Military settlements similar to Iju were founded in other strategic locations to protect trade routes within Egba territories outside of Abeokuta. A survey and map of the area drawn by Ilaro Divisional Native Authority in 1913 under the stewardship of Ifaremilekun Fagbemi for district planning recognized Gbalefa Peninsula as an area of native authority that encompassed Iju and other towns. The survey was deemed acceptable by Awori, Egba and Egbado representatives.

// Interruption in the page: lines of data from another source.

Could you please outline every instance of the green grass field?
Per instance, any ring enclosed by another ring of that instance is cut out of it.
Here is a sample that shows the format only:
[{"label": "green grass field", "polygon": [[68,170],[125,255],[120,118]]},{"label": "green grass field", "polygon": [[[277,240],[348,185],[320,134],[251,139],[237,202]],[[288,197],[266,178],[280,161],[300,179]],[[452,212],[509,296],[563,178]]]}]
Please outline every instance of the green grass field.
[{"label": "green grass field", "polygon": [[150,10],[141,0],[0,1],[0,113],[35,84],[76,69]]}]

Egba satellite towns and villages are customarily headed by a Baale, who acts as the town administrator and representative of Alake of Egbaland. In a bid to consolidate the authorities of the Egba Baales in the area called Gbalefa Peninsula, a member of the Gbalefa clan was recommended to be made king, but the Egba Administrative council rejected the recommendation on the grounds that no Egba king can be crowned outside Abeokuta. instead, the Egba satellite communities should have Baales. Another recommendation was made in 2017, and this time around, Oba Alake and Oba Olowu accepted the recommendation.

On November 2, 2017, the executive governor of Ogun state, Ibikunle Amosun, approved the request to have an Egba/Owu king in Iju town. On November 11, 2017, Olufemi Sodeinde, who is a High Chief in Owu Kingdom, was crowned as the first Olu of Iju-Gbalefa Egbaland. In attendance were President Olusegun Obasanjo, HRM Oba Dr. Olusanya Dosumu and several notable dignitaries. The coronation was attended and live-streamed by thousands of people.

==Industrialization==
The neighboring Ota town, which is closer in proximity to Lagos, the commercial hub of the country, is teeming with factories and banks, schools, restaurants and hotels. These economic activities are fueling unprecedented population growth in the local government district. Most of this growth may be the result of migration from Lagos to the local government district.

Outside of Ado-Odo/Ota local government district, there are large geographical territories of the Aworis in Lagos state that are not under Egba authority. As the Awori population continues to grow at a fast rate in the local government district, they will be accommodated by the Egba and Egbado (now Yewa) population.